И как это выжившие из ума старпёры умудряются накропать толстенные тома мемуаров? Или за них марают бумагу литературные рабы? Ведь, находясь в маразме, особенно не распишешься, тут бы не забыть до гальюна доползти, и то слава богу.
Однако у меня никаких рабов не имеется в наличии, да и не смогут они воспроизвести недолгой памяти события столь правдиво, как я: непременно что-нибудь приврут или, наоборот, упустят. Посему продолжаю катить этот сизифов камень самолично…
***
– Что-то Василия давно нет, – сказал Сергей Егоров.
– Заблукал, наверное, по улицам шалается, – бормотнул типа-Шолохов-или-не-Шолохов. – Или где-нибудь отдохнуть притулился – может, вот в этой леваде придорожной… У нас в Вёшках хохма один раз приключилась в связи с алкогольным делом, вот это действительно мужику не повезло. Мужик-то дрянь, нечаянный воряга, а всё равно смешно. В магазине, перед самым закрытием, прошмыгнул он в подсобку и спрятался там с целью дальнейшей покражи. А сам был уже изрядно под хмелем. Ну, дождался, пока продавщица отправилась домой. Потом набрал в авоську штук семь-восемь бутылок водки, о большем он не мечтал, и стал выбираться с добычей через фортку. Попервоначалу всё шло нормально: вывесил он, значит, свои бутылки наружу и стал сунуться сам. Однако видит, что по габаритам не проходит. Тогда он разделся и полез телешом – опять же, с авоськой водки перед собой… В общем, выпучился мужик из фортки наполовину и застрял. Сопел-пыхтел – задарма: ни вперёд, ни назад выцарапаться не может! Так и остался висеть: наполовину на улице, наполовину в магазине. «Раз не удалось своровать водку домой, – решил он, – значит, надо выпить её на месте, прямо в таком положении». Задрать голову вверх у него не имелось возможности; свободной рукой он достал из авоськи бутылку, после – вторую: выпил их обе, выворачиваясь лицевой частью набок, сколь было доступно. Кончилось тем, что поутру участковый, вызванный мимохожими станичниками, долго матюгался, выдирая из фортки вполусмерть пьяного злочинца.
– Нет, Василий вряд ли где-нибудь вырубился,– сказал Сергей, выслушав рассказ пришлеца. – Возможно, ищет вчерашнего дня в куширях, но он мужик здоровый, да и не настолько пьян, чтобы вырубиться.
– А я разве говорю, что настолько? – удивился наш собеседник. – Я же для примера проиллюстрировал. Имел в виду, что по пьяному делу разные бывают случаи. Нарочно такого не придумаешь, какое иной раз происходит в жизни.
– Да уж… – вздохнул я. – Вот так подумаешь: зачем люди пьют?

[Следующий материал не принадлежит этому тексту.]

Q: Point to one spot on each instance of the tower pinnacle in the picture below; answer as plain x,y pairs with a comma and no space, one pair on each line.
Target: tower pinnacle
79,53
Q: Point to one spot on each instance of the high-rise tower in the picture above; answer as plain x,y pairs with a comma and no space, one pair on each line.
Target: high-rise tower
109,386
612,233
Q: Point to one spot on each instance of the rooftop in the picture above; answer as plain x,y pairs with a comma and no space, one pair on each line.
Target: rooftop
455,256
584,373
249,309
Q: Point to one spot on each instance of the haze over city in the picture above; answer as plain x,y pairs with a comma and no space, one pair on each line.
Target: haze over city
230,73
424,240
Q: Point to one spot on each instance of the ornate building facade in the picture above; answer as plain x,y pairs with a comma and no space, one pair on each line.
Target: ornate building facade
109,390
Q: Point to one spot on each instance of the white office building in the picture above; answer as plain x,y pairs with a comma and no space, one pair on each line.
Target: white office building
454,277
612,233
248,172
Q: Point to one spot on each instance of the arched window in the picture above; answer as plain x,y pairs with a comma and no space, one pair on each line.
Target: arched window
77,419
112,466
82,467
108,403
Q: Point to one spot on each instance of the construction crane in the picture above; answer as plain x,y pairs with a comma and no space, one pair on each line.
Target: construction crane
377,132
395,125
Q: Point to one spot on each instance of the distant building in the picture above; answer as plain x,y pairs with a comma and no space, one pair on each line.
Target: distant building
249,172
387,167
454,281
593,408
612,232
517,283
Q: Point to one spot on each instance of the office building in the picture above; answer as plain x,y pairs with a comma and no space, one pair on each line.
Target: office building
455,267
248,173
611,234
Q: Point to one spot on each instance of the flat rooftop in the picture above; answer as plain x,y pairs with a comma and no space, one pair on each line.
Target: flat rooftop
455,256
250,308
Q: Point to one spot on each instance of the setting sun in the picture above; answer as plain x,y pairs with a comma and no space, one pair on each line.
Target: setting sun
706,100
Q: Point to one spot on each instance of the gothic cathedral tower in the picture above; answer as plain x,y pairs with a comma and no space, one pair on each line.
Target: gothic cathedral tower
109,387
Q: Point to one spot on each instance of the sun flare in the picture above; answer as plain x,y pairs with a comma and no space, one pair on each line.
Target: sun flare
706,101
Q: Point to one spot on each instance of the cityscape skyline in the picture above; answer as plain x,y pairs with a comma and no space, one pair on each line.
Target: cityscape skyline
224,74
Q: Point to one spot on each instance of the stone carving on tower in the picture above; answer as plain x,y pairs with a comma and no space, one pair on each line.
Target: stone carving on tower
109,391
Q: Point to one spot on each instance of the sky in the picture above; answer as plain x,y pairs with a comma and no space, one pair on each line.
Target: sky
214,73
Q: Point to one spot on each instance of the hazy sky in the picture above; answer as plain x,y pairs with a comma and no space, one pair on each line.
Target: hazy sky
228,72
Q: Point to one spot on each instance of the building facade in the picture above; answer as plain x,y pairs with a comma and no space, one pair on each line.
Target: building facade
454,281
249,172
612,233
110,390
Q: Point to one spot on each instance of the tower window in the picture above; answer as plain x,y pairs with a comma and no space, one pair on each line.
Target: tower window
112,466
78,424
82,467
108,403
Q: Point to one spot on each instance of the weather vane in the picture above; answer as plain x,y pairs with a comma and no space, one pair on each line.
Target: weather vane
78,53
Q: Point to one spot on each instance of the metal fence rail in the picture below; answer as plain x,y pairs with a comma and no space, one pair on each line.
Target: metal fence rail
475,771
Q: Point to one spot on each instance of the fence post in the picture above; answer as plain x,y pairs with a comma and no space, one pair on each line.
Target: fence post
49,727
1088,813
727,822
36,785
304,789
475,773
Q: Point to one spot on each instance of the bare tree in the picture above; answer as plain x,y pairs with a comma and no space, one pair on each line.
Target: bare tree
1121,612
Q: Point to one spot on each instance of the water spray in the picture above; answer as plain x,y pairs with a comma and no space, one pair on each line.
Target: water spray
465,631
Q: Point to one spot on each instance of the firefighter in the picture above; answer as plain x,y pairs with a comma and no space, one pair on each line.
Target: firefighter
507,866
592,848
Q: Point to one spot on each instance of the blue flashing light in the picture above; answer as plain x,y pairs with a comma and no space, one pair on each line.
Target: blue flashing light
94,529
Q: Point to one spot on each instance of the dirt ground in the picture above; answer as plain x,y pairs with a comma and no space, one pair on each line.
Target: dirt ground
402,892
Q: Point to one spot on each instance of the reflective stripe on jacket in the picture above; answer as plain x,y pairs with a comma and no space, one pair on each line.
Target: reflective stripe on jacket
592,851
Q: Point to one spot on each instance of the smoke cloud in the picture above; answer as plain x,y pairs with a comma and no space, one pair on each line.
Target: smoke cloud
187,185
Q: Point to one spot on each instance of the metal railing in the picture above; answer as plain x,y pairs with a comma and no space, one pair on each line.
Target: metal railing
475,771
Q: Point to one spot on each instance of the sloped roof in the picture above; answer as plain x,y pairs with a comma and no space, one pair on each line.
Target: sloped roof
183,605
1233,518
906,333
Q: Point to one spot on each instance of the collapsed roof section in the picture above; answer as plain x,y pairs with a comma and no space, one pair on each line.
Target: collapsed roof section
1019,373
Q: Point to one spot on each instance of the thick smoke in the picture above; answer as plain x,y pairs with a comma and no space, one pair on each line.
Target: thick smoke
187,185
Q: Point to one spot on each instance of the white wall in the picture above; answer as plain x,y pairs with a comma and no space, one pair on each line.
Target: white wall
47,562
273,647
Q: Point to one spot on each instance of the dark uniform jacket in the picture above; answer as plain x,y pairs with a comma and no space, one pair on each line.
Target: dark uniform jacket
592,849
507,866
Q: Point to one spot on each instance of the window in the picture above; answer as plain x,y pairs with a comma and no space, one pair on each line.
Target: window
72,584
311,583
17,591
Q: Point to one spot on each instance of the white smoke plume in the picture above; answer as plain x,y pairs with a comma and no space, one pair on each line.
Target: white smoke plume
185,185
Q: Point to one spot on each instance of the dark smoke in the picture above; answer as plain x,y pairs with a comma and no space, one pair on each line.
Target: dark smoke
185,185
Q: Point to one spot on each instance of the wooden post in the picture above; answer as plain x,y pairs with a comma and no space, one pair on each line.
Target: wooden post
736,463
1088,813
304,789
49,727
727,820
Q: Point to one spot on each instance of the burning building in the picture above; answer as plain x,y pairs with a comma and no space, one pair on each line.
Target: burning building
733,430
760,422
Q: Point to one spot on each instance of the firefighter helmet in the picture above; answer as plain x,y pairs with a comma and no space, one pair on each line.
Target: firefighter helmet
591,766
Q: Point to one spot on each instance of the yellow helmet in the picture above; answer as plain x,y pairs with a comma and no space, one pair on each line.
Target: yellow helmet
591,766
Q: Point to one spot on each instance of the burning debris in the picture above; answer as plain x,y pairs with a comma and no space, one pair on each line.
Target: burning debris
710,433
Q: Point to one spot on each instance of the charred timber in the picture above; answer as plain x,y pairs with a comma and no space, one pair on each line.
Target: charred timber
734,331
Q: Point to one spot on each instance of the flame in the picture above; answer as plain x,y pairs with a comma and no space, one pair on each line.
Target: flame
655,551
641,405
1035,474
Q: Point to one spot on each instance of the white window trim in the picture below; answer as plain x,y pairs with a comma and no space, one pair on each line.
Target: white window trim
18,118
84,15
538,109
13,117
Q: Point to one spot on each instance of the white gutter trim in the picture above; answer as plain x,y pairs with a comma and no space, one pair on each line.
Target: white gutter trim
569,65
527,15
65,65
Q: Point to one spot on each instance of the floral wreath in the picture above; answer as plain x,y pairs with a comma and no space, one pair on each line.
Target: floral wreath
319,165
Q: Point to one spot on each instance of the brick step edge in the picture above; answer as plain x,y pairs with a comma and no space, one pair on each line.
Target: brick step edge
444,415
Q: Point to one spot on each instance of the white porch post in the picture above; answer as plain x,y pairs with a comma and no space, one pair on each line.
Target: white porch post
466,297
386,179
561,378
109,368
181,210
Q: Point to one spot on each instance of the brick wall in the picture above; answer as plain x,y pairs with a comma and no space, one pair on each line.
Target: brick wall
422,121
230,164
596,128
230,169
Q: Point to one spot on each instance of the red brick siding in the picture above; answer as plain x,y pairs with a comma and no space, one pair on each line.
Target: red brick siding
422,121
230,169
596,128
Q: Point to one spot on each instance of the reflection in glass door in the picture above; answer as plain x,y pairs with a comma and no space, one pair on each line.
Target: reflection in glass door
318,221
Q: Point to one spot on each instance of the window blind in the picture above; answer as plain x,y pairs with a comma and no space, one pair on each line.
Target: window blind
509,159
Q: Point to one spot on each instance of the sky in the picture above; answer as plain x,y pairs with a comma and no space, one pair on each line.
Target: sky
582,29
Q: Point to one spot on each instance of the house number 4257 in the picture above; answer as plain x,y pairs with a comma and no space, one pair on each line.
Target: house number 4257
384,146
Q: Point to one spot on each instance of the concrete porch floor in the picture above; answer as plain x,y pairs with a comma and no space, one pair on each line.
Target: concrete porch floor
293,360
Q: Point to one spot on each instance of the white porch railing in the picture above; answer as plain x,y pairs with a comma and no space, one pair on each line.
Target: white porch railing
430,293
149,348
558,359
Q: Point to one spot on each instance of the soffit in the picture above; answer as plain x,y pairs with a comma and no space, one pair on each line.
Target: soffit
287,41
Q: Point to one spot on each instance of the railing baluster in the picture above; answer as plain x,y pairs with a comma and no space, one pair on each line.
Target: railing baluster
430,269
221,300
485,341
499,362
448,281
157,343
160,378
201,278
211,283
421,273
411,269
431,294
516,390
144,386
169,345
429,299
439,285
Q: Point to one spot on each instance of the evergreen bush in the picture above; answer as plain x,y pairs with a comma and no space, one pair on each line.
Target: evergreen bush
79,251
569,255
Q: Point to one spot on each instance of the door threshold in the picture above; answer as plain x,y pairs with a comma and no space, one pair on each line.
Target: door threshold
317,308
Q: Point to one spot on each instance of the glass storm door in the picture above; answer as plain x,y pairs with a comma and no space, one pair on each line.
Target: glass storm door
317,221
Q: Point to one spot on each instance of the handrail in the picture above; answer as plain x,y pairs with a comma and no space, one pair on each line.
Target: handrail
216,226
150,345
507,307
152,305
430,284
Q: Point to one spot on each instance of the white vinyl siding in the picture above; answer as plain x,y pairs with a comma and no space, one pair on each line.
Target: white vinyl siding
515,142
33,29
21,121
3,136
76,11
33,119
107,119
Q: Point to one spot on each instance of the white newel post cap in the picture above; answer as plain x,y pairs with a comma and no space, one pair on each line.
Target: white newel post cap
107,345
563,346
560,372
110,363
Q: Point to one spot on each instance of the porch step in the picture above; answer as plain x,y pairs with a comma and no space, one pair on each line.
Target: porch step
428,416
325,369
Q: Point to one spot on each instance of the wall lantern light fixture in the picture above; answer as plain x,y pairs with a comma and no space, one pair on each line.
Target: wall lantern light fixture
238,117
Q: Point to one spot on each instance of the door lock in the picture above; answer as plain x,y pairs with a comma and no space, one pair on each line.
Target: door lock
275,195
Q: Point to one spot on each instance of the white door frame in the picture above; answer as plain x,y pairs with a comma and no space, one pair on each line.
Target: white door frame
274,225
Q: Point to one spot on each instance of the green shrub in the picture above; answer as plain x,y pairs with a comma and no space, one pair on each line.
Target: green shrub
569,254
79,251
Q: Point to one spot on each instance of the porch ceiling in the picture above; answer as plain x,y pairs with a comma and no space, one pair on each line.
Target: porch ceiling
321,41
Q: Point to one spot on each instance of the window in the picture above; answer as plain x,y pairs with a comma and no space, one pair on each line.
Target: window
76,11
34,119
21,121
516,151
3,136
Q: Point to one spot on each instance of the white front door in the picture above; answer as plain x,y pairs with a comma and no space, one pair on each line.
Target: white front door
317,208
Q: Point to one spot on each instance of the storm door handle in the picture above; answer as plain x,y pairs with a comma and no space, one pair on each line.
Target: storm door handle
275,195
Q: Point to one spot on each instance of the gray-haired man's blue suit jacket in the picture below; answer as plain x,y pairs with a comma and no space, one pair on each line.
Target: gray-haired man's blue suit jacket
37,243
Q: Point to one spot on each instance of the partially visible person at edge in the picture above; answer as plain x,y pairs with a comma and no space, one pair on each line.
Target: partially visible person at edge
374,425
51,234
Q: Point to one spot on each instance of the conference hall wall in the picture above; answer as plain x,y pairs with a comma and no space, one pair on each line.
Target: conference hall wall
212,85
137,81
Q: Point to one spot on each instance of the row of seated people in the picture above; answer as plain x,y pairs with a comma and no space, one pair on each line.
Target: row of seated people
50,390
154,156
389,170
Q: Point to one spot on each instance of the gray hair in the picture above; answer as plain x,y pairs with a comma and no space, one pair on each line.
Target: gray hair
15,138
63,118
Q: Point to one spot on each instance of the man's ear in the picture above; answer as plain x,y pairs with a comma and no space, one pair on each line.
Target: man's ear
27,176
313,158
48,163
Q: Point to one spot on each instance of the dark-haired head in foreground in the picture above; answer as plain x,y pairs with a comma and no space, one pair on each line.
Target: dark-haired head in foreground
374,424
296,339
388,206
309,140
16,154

И не находишь ответа.
– От скуки пьют, – сказал Шолохов. – Для праздника. Людям яркости недостаёт. Особенно творческим личностям. Им всё время потребны бодрые движения в душе, чтобы не свихнуться. А где их взять? Только через водку, исключительно через неё, родимую. В крайнем случае, через коньяк.
– Если на то пошло, – подхватил тему Егоров, – в праздники не случайно используются всевозможные адаптогены: алкоголь, галлюциногены, музыка, танцы… Они катализируют коллективную индукцию и создают настрой, который помогает человеку выскочить за рамки обыденного и приобщиться к мощным бессознательным энергиям. К тому же человек – существо неоднозначное, в нём могут вместе уживаться интеллектуальность, подавленная агрессия или сексуальность и внутренний критик, говорящий, что это нехорошо, нельзя или небезопасно. И когда во время праздника под действием, скажем, алкоголя всё это выплёскивается наружу – так сказать, выпускаются лишние пары – наутро бывает мучительно стыдно. Внутренний судья упрекает: «Ты вёл себя как свинья». Но, наверное, стоит во время всеобщего веселья напоить сидящее в тебе подсознательное животное, дабы не грызло оно в повседневной жизни. Иначе ежедневно человек будет источать злобу, неудовлетворённую сексуальность и раздражительность.
– Это всё, наверное, правильно, – согласился я. – Но вот вопрос: как научиться контролировать в себе это животное? Оно ведь меры не знает, зар-р-раза!
– Да, контролировать надо жёстко, – усмехнулся Сергей. – Иначе при возвращении домой могут происходить ошибки навигационного характера.
– А ещё, – добавил Шолохов, – в наше время такое присловье имелось: что у трезвого на уме, то у пьяного на пиджаке! Ха-ха-ха-а-а!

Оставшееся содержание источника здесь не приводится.